Geneviève Grégoire-Labrecque

Research framework: In the era of climate change, education systems are investing in the creation of educational content to raise awareness among their students and create new behaviors with the idea that they will be passed on to their families (Phoenix et al., 2017).

Objectives: This article aims to show how families find themselves at the heart of the mobilization of students committed to environmental action, and of the school’s mission to raise awareness and implement eco-citizenship practices.

Methodology: This doctoral research is based on a year-long data collection combining participant observation, focus groups and semi-structured interviews with students and school staff involved in a Green Committee and an Environment and Urban Agriculture program in two Montreal high schools (Quebec, Canada).
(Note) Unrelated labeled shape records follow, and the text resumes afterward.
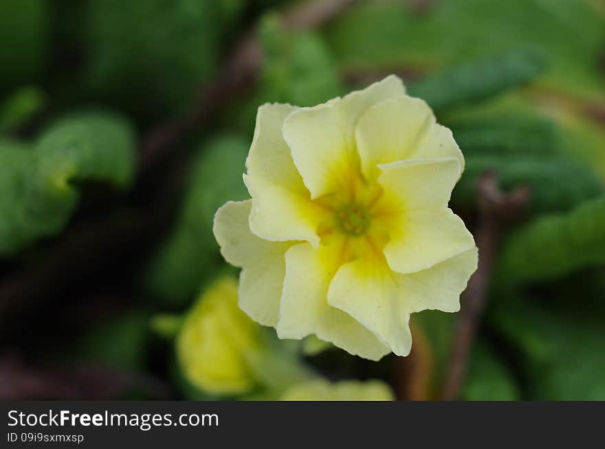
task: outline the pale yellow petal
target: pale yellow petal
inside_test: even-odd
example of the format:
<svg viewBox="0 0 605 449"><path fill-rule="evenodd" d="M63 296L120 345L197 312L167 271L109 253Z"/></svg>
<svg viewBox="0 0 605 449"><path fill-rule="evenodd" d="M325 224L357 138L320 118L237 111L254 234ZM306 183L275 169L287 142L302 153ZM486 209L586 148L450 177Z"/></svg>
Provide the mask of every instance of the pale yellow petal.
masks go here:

Results: On the one hand, parents and families are the target of eco-educational content to advance the environmental cause outside of school. On the other hand, their status as “young people” leads students to ask their parents and families for help in acting as ambassadors with institutions, including the school, to improve the impact of their environmental actions. In both cases, the responsibility of rallying families to the environmental cause lies with the students.

Conclusions: Through the concepts of agency and youth participation, these results show how the schools’ relationship with eco-citizenship fails to take into account the complexity of young people agency, the need for collective action, students’ family contexts, as well as the notion of transformative participation to facilitate, and even amplify young people’s involvement with the environment.

Contribution: This study helps to better understand the young person as an agent of information, mobilization and action both inside and outside the school.